Although antioxidant and chaperone protective mechanisms may work independently, reactive metabolites of oxidative stress promote the activation of different stress response pathways, including the Keap1-Nrf2 pathway, the heat shock response pathway and the unfolded protein response pathway (Kansanen et al., 2012). The Keap1-Nrf2 pathway regulates the expression of genes that corresponds to the ‘antioxidant responsive elements’ (ARE). An increased amount of electrophiles or ROS induces the Nrf2 translocation to the nucleus and the synthesis of phase II detoxification enzymes and antioxidant proteins such as SOD, GPx and GR (Lee and Johnson, 2004; Kensler et al., 2007). Additionally, Nrf2 activates proteasomal and chaperone proteins that participate in reparation and removal of damaged proteins (Kensler et al., 2007). The heat shock response pathway is an organized response to heat, metabolic dysregulation, electrophiles and ROS (Åkerfelt et al., 2010) and is regulated by heat shock factors, primarily HSF1 (Anckar and Sistonen, 2011). HSF1 transcriptional regulation is related to the action of both Hsp70 (Shi et al., 1998) and Hsp90 (Anckar and Sistonen, 2011) and it has also been reported that Nrf2 is activated by an Hsp90 increase that interacts with Keap1 (Niture and Jaiswal, 2010). Finally, the unfolded protein response pathway involves the endoplasmic reticulum stress response, which restores protein folding and homeostasis (Ron and Walter, 2007; Tabas, 2010). This pathway shows some overlap to the Nrf2-signaling pathway because inducers of endoplasmic reticulum stress activate Nrf2 via induced phosphorylation (Cullinan et al., 2003). Also, these protective pathways show a cross-talk at the level of signaling proteins (Kansanen et al., 2012).

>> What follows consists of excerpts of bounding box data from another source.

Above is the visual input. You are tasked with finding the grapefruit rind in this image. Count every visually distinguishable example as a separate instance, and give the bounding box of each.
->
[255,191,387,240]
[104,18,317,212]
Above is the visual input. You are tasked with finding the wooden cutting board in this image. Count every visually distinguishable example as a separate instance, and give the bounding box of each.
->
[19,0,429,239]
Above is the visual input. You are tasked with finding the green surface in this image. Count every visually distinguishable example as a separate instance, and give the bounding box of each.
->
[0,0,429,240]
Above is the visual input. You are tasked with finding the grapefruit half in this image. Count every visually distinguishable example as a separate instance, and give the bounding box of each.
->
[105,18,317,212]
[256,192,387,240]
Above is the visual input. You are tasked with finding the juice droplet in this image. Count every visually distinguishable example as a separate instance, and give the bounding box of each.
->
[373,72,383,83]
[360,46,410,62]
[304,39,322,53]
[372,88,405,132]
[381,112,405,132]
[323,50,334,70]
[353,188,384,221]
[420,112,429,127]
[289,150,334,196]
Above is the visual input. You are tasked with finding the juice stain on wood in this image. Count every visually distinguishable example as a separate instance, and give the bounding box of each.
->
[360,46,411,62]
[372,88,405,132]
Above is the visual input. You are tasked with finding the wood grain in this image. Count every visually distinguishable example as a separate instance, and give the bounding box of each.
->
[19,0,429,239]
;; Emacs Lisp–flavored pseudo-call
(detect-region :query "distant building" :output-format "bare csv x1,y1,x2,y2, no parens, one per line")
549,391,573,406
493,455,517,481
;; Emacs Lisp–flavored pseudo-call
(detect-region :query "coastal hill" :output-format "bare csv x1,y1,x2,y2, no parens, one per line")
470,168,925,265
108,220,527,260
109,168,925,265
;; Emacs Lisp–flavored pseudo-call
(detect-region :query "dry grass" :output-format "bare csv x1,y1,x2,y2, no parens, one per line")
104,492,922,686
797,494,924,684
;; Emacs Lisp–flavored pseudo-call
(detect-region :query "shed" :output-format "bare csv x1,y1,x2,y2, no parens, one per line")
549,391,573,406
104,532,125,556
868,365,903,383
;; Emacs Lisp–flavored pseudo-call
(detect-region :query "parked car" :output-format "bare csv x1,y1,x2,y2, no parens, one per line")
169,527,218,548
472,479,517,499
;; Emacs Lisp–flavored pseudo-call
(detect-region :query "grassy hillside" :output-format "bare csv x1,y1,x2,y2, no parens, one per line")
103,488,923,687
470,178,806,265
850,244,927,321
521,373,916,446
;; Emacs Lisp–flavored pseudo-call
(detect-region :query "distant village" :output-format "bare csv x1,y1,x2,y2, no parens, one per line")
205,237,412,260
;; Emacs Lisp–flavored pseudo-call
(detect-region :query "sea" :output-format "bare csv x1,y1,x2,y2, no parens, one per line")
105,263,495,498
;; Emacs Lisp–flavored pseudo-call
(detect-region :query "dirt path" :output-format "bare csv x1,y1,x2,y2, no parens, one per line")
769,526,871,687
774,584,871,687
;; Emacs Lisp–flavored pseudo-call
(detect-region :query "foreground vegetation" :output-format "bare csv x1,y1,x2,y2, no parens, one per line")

Further studies about the participation of antioxidant and chaperone defences in P. canaliculata may help to understand the resistance of this species to the alternation of drought and flooding that may affect its habitats, which may be at the base of the outstanding invasive ability of this species.

 
• CAT

  catalase

 
• GPx

  glutathione peroxidase

 
• GR

  glutathione reductase

 
• GSH

  reduced glutathione

 
• GSSG

  glutathione disulfide

 
• GST

  glutathione S-transferase

 
• H₂O₂

  hydrogen peroxide

 
• Hsc70

  73 kDa cognate heat shock protein

 
• Hsp70

  72 kDa inducible heat shock protein

 
• Hsps

  heat shock proteins

 
• NADP⁺

  nicotinamide adenine dinucleotide phosphate

 
• NADPH

  reduced nicotinamide adenine dinucleotide phosphate

 
• O₂^–

  superoxide anion

 
• ONO₂^–

  peroxynitrite

 
• RDU

  relative density units

 
• ROS

  reactive oxygen species

 
• SOD

  superoxide dismutase

 
• TBARS

  thiobarbituric acid reactive substances

We thank Adriana Carrión for technical support.